Differentiated Economic Integration: Saving or Destroying the European Project?

Friday, July 14, 2017
John McIntyre - Room 201 (University of Glasgow)
Anita Pelle , Faculty of Economics and Business Administration, University of Szeged
In the early times, steps of economic integration were constructed and realised so that all members agreed on them and then achieved them jointly. However, with subsequent enlargements and increasing heterogeneity, this mode of functioning was no more evident. The first solutions showing in the direction of differentiated economic integration occurred already with the 1973 enlargement.

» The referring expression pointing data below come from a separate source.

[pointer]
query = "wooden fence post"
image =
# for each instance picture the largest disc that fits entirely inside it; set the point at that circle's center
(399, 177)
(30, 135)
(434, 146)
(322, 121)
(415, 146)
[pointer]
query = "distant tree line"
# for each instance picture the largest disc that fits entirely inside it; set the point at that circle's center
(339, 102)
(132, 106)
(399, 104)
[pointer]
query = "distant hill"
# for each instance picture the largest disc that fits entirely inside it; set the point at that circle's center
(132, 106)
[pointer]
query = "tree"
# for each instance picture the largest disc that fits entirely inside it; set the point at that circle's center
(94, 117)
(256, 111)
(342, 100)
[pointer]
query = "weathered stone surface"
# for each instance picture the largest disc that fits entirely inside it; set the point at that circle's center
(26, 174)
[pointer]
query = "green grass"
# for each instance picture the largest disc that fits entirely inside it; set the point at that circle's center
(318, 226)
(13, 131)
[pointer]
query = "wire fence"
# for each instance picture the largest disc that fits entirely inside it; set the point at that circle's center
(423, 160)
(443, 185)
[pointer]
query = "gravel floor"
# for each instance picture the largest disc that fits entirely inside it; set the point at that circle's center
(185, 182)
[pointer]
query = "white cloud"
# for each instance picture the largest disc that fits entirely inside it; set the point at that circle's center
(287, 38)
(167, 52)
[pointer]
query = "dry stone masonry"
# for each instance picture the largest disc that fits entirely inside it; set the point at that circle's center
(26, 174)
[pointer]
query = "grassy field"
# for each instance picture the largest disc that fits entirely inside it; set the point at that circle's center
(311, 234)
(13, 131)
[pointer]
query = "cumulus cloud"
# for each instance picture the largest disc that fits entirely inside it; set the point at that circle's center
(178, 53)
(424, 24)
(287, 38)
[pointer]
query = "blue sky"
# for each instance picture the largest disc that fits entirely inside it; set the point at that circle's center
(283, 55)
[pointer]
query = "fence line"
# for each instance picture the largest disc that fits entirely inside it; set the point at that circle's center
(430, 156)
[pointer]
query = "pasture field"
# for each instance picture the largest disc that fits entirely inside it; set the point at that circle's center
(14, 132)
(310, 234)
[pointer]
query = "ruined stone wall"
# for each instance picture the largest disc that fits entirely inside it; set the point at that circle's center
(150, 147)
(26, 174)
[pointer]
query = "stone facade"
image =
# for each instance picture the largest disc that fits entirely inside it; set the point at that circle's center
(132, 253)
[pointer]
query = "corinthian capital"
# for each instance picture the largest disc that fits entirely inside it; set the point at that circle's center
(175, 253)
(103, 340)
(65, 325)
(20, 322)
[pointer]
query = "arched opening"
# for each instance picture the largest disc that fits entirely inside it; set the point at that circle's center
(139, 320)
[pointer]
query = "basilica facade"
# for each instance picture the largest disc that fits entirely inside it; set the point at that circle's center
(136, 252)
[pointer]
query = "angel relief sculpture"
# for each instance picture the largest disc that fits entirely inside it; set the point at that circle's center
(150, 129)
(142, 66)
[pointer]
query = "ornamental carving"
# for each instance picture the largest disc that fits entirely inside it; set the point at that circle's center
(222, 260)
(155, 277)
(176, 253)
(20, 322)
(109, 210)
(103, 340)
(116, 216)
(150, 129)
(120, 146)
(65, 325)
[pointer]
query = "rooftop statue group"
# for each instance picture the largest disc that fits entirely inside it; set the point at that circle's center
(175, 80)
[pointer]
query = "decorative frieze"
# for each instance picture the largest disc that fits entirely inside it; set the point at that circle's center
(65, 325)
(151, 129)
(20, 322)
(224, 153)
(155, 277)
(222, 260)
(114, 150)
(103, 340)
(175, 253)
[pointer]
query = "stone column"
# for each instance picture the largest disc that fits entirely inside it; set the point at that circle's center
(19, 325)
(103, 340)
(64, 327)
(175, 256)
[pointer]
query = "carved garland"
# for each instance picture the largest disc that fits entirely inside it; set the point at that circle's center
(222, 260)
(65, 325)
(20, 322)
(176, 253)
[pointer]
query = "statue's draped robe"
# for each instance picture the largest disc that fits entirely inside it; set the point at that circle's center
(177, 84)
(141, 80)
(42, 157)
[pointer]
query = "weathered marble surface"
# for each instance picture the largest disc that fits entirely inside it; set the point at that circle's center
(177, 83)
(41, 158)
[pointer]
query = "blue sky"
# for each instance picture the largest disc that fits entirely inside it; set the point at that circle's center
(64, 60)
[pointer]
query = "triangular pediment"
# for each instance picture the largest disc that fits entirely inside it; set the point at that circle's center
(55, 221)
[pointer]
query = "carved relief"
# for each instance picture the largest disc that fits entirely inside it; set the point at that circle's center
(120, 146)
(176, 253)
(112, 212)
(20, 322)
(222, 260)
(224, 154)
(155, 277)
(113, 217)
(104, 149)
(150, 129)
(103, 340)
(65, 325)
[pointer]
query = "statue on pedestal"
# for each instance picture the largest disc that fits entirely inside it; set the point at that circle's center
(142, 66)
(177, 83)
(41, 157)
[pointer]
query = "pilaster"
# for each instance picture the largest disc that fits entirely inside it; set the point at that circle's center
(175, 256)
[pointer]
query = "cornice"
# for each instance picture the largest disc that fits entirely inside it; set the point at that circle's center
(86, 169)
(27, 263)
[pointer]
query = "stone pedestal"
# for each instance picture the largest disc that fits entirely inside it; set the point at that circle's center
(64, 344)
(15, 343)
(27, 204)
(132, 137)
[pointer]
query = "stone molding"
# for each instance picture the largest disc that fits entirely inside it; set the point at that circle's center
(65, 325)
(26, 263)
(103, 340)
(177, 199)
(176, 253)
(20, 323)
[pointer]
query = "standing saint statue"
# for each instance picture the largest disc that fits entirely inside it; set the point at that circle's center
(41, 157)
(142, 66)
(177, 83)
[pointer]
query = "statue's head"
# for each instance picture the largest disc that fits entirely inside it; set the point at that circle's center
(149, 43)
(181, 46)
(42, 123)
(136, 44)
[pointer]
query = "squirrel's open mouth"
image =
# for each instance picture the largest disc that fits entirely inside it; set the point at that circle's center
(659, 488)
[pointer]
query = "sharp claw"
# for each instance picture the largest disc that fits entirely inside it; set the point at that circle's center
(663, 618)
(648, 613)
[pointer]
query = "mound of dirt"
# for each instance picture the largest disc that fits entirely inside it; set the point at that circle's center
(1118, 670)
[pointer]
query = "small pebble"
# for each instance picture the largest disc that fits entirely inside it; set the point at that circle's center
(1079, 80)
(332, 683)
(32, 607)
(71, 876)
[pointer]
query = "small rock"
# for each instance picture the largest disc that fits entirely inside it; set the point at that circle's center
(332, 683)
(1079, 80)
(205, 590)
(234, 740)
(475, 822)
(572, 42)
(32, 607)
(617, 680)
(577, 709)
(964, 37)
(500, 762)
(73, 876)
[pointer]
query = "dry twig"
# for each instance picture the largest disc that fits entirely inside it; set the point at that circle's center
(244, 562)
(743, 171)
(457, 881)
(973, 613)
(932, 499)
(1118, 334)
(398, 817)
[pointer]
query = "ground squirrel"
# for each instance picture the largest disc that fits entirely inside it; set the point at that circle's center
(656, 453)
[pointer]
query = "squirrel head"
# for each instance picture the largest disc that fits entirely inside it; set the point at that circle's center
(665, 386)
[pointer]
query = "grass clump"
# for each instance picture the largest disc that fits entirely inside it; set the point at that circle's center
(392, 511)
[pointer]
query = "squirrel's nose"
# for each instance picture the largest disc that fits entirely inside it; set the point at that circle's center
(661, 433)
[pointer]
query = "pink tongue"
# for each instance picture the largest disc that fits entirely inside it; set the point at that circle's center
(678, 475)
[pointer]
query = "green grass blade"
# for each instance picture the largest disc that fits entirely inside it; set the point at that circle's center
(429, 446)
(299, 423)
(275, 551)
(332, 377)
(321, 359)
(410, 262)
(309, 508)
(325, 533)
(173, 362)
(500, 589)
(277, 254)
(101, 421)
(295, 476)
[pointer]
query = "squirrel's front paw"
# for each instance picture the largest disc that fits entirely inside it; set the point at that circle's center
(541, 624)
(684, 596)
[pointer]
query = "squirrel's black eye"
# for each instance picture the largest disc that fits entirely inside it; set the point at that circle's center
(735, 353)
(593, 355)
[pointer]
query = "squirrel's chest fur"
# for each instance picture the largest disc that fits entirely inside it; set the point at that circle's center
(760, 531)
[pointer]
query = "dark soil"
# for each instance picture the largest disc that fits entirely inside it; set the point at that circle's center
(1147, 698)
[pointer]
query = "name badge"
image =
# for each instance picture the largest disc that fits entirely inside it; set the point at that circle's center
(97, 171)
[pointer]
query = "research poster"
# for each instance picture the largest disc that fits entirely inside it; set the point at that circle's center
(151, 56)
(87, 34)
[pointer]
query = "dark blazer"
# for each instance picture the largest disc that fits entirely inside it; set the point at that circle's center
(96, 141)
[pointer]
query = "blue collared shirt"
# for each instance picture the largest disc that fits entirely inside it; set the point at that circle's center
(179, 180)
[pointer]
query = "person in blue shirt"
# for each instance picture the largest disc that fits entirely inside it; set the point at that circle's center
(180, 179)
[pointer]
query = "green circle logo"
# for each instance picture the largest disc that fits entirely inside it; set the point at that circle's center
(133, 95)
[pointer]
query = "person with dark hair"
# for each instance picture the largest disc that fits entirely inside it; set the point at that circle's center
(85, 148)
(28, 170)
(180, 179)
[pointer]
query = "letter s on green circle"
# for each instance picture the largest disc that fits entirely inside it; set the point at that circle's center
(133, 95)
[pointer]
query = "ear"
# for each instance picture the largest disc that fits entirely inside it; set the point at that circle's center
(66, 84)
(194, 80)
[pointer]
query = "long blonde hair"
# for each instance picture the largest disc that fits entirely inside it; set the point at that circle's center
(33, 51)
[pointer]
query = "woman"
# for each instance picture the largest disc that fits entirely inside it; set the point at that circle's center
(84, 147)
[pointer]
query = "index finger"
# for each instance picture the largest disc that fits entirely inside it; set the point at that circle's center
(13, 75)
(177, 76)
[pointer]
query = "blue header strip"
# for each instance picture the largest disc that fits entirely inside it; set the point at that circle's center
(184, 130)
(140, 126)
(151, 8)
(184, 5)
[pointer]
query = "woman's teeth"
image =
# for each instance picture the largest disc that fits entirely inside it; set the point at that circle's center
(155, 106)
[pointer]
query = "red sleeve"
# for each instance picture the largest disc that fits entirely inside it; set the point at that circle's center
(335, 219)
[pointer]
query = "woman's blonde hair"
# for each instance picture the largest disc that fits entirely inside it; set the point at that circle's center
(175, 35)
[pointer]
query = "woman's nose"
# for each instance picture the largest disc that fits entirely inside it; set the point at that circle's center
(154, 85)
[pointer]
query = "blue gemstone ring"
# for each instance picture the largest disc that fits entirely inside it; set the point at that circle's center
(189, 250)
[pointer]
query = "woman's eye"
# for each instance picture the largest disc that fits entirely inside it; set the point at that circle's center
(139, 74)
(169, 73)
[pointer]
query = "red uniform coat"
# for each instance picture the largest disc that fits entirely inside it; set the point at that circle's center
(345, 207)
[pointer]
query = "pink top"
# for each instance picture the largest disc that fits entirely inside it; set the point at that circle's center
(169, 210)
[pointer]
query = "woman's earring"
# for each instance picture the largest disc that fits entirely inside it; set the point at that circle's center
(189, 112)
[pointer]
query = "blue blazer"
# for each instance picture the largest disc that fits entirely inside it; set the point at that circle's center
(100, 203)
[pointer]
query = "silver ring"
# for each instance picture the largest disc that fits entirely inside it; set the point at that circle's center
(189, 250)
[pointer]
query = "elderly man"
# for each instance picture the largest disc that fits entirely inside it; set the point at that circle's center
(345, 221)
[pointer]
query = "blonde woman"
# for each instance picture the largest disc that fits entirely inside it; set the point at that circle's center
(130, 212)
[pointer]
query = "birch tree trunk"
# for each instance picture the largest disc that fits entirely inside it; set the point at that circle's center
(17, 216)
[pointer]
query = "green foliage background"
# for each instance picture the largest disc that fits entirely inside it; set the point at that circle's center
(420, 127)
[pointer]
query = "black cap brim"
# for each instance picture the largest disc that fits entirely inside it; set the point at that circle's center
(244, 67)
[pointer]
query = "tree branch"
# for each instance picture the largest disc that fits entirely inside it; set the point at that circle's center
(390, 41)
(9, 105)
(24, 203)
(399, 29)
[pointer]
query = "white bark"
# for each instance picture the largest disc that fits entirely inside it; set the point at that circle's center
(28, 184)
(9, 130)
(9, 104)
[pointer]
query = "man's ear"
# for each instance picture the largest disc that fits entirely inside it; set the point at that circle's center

Integration theory distinguishes between graduated and differentiated integration: the former refers to the same steps taken but at different speeds, taking members’ diverse circumstances and capabilities into account, while the latter inherently acknowledges that member states take different paths and they do that consciously, with the consent of the others.

Perhaps the most crucial such moment so far has been the amendment of the Maastricht Treaty with the opt-out clause in relation to the United Kingdom and Denmark. Nevertheless, there are numerous other manifestations of differentiated economic integration in the history of European integration: the UK’s special position on the revenue side of the EU budget, the subsequent discretionary decisions under the Stability and Growth Pact and the Excessive Imbalance Procedure, the non-signature of the Fiscal Compact by some member states, etc.  

The institution of differentiated integration was originally introduced with the aim of keeping the Community together and satisfy the special needs or requests by certain members in parallel. Paradoxically, the impact may well be just the opposite as, already in the medium term, the room provided for such maverick behaviour compromises joint decision-making and enforcement, and thus undermines the common establishment overall.